Abstract:

This paper describes a retrieval method for a significant amount of music tracks. It takes a melody sung or a text input as a search clue which is sent over the internet to retrieve the song from the database. This system uses a variety of procedures to support multiple search modes. The thorough indexing method allows for rapid recovery of the song. Integration of these components within a single architecture shall improve performance and functionality.

Overview of Objectives:

The aim of this paper is to utilise and develop existing techniques for Music Information Retrieval.

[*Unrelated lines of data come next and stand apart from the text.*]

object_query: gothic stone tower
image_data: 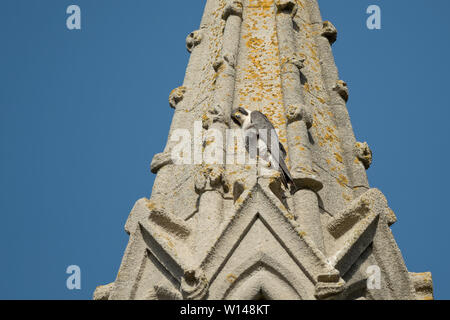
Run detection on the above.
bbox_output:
[94,0,433,300]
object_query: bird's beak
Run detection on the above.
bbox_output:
[231,109,241,126]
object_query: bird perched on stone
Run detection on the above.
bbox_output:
[231,107,294,188]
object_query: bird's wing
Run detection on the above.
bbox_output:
[250,111,287,159]
[250,111,293,187]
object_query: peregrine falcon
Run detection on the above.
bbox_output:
[231,108,294,188]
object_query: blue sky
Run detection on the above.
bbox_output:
[0,0,450,299]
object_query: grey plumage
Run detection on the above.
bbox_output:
[231,108,294,187]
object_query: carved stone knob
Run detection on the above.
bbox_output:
[169,87,186,109]
[202,105,228,129]
[180,270,209,300]
[276,0,298,17]
[287,105,314,129]
[322,21,337,44]
[355,142,372,170]
[186,30,203,52]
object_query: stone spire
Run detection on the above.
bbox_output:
[94,0,433,299]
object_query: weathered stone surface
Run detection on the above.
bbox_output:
[94,0,433,300]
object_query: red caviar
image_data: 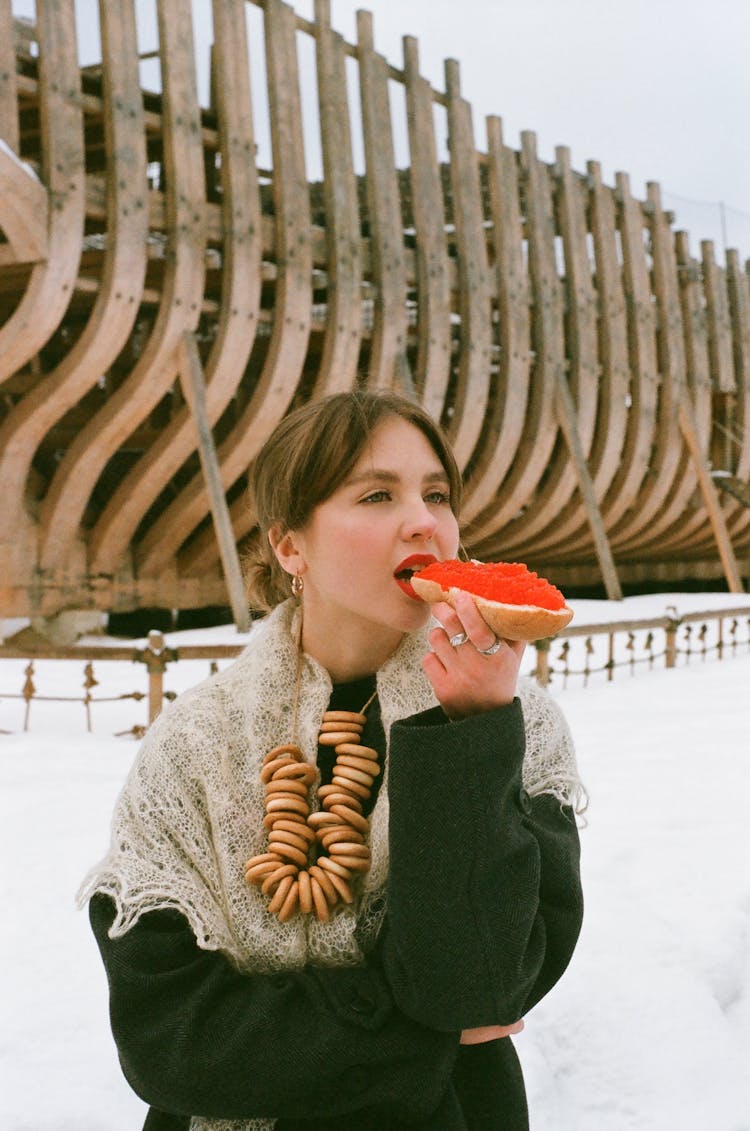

The system shall be able to retrieve a song from either a text query or a melody query. This melody can be sung, a riff or humming. Browsing the database shall also be available to the user. The database shall reside on a server. For the purposes of this paper, it shall contain 10,000 songs. However, taking into consideration all the features of this system, I would expect it to be able to process a database 1000% larger.

Figure 1 – Name That Tune Architecture

Functional Description of the System:

The system shall have a graphical interface containing 2 search engines:

1.         Text Input – User may enter the title, line of song, artist

2.         Aural Input – User may sing, hum, play a riff

The user would choose their preferable search method.

The aural input is processed through a Speech Recognition System. This comprises of 2 components:

1.         An acoustic model – using statistical modelling using hidden Markov models. 2.    A language model – model of the expected word sequences. This vocabulary will contain 80,000 words.

The songs shall be contained in a database with a corresponding value recorded in an index. This would contain 4 sections:

1.         Traditional Text Matching

2.         Theme Matching

3.         Phonetic Matching

4.         Markov Representation

There are other techniques, but after researching I feel that these are the most productive.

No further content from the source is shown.